Daytona AI Researchers - Stanford, April 2026
Beyond Episodes: Infrastructure, Evaluation, and Benchmarking for Long-Running
For thirty years, RL has been built on a simple premise: episodes are brief, state is cheap, and you can always start over. Today's long-running agents violate all three – they run for days, accumulate irreplaceable environment state, and branch across speculative decision trees. The tooling we inherited wasn't built for this.
On Wednesday, April 29, Daytona and FounderCoHo are again co-hosting an exclusive, high-signal evening dedicated to researchers at Stanford University to explore when we take long-horizon, stateful agents seriously — from the infrastructure that makes them possible, to the evaluation frameworks that make them trustworthy.
Agenda
🕒 5:30 pm – 5:35 pm
Welcome and Opening Remarks
🎤 Pramanya Guda, Community Ambassador - Pacer at Daytona
🕒 5:35 pm – 5:50 pm
Talk "Today's Agents Don't Live In Episodes"
🎤 Muhammad Annas Hashmi, DevRel at Daytona
Outline:
The 'episode' (short, stateless, resettable) has been RL's foundational abstraction since ATARI. It underpins the Gym API, GRPO, PPO, and the conventional sandbox lifecycle. Today's agents no longer fit it. Tasks span for days; the env state at hour 18 of an agent session with warm caches, installed deps, live processes, open sockets, dirty git tree, is worth hours of wall clock to reproduce.
Three things are scaling simultaneously. Rollout horizon: seconds -> days. Env state: disposable between episodes -> first-class learning substrate. Branching: absent in modern LLM-RL -> speculative fork trees. Each stresses the inherited toolkit in a different way, and all three have been gated on the same missing primitives: VMs you can fork cheaply, pause without killing processes, snapshot mid-run, and resume hours later.
This talk walks through what opens up when those primitives become available. Live demo of long-horizon sessionful rollouts, mid-trajectory forking, and cross-calendar-time training. The research questions that follow (long-horizon benchmarks, speculative RL algorithms, event-driven training, to name a few) are where the next wave of agent RL gets built.
🕒 5:50 pm – 6:05 pm
Talk "Closing the Visibility Gap: Lessons from Safety Critical Agentic Systems"

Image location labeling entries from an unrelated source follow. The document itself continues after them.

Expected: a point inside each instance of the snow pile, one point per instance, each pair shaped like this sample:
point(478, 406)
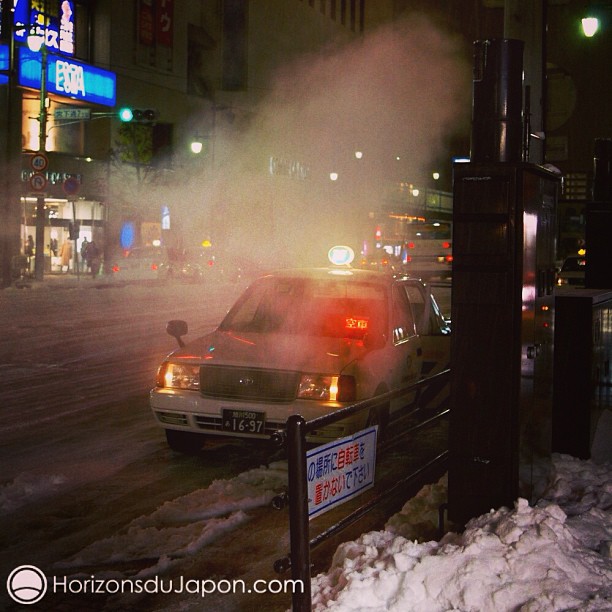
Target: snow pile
point(538, 558)
point(181, 527)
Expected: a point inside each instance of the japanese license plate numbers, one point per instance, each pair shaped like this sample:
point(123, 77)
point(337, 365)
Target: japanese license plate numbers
point(243, 421)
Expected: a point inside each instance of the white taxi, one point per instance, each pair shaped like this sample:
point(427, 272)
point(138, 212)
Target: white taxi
point(303, 341)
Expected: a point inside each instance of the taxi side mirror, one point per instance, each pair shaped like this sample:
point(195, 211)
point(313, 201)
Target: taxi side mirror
point(177, 328)
point(374, 340)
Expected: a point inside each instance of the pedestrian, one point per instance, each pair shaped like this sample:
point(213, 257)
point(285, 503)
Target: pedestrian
point(84, 256)
point(93, 258)
point(29, 247)
point(66, 255)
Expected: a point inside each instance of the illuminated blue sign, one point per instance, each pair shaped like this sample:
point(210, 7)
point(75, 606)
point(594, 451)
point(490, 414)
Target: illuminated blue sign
point(3, 63)
point(56, 29)
point(67, 77)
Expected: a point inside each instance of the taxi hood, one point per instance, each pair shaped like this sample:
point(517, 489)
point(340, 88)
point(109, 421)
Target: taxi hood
point(273, 351)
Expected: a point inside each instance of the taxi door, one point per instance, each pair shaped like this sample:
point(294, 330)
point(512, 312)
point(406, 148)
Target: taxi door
point(406, 344)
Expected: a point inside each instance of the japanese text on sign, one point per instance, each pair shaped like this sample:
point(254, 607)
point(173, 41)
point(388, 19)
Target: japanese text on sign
point(340, 470)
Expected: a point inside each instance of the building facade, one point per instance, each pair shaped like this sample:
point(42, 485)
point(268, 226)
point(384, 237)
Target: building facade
point(200, 74)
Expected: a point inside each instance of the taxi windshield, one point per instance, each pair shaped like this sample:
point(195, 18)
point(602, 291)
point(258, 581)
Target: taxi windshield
point(326, 307)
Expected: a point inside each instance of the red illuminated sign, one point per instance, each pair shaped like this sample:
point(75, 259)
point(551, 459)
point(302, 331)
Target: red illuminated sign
point(356, 324)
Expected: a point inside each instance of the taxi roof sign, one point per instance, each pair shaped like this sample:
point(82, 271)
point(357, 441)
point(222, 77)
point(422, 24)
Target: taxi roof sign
point(341, 255)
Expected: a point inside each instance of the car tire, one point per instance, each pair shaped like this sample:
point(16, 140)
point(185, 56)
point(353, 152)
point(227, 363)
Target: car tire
point(185, 442)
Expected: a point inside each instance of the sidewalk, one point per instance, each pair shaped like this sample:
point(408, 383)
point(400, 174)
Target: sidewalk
point(69, 280)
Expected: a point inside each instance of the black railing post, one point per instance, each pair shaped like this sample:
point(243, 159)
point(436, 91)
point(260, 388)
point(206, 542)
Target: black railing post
point(298, 512)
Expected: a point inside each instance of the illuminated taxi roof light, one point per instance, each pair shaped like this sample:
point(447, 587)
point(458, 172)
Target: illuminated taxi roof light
point(341, 255)
point(333, 389)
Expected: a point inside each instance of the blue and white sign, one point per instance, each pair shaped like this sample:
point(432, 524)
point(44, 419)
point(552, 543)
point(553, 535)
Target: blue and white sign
point(56, 29)
point(68, 77)
point(340, 470)
point(4, 61)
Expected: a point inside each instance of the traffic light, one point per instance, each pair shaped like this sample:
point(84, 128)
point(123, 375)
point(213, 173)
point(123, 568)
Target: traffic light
point(137, 115)
point(590, 26)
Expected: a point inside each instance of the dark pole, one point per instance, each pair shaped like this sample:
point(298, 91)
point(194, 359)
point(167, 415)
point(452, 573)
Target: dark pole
point(10, 157)
point(39, 258)
point(298, 511)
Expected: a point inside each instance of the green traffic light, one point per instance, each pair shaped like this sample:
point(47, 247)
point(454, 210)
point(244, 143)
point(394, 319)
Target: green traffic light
point(126, 114)
point(590, 26)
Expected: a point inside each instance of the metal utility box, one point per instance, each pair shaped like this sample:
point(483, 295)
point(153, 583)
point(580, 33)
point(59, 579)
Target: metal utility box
point(504, 242)
point(582, 376)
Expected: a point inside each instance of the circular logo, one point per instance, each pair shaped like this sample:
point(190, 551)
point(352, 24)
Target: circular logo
point(38, 181)
point(26, 584)
point(39, 162)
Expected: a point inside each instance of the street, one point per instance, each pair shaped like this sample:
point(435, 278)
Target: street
point(88, 483)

🎤 Vivek Pandit, Frontier AI Lead at Turing
Outline:
AI agents are moving from demos to production, but their success depends on how well we can evaluate, benchmark, and trust them in high stakes workflows. This talk explores why traditional software metrics and static benchmarks fall short for agentic systems, especially when agents must reason, plan, call tools, recover from failure, and operate over long horizons. I’ll argue for evaluation frameworks that treat execution traces, reasoning trajectories, and tool interactions as first class signals, alongside outcome based metrics such as task success, pass rates, coverage, and behavioral robustness.
To ground these ideas, the talk draws from chip design verification, where over 60% of development time is spent validating design intent against complex specifications. Verification is not just a tooling problem but a reasoning problem, making it a strong testbed for agent evaluation. I’ll share lessons from building agents that interoperate with EDA toolchains, coordinate across stages like mental model formation, test planning, testbench generation, and run and debug, and use auto correction loops to safely adapt from tool feedback. The broader lesson is that better observability and domain aware benchmarking are essential for deploying reliable agents in production.
🕒 6:05 pm – 6:20 pm
Talk "Economics of Post Training"
🎤 Jay Ram, Co-founder & CEO at HUD (YC W25)
Outline:
This talk concerns the economics and supply chain of rl environments, as well as future data collection needed to scale post training
🕒 6:20 pm – 6:35 pm
Talk "Building Production RL Training Pipelines with Scalable Sandboxes for Agent Execution"
🎤 Andy Lyu, Co-Founder & CTO at Osmosis (YC W25)
Outline:
Osmosis is building an RL platform that enables developers to easily fine-tune open source models that can outperform foundation models. A core RL infrastructure challenge is container orchestration (i.e. spinning up and terminating thousands rapidly). We discuss how we designed a production-grade RL pipeline to train Qwen3.5 MoE models, specifically covering our usage of FP8 quantization, LoRA RL, and Daytona sandboxes.
🕒 6:35 pm – 6:50 pm
"Automating Benchmark Design"
🎤 Zhengyang (Jason) Qi, Research Scientist at Snorkel AI
Outline:
The talk will cover how we actively design evaluations through iterative rollouts, and I’ll also discuss how Daytona integrates with this workflow as well as helps us with Terminal Bench and Harbor rollouts.
🕒 6:50 pm - 8:30 pm
Networking
With food and beverages
________________________
About event
An engaging meetup designed for AI researchers to connect, share ideas, and explore the latest advancements in artificial intelligence. The event features informal networking, short talks, and discussions on current research trends, fostering collaboration and knowledge exchange within the AI community.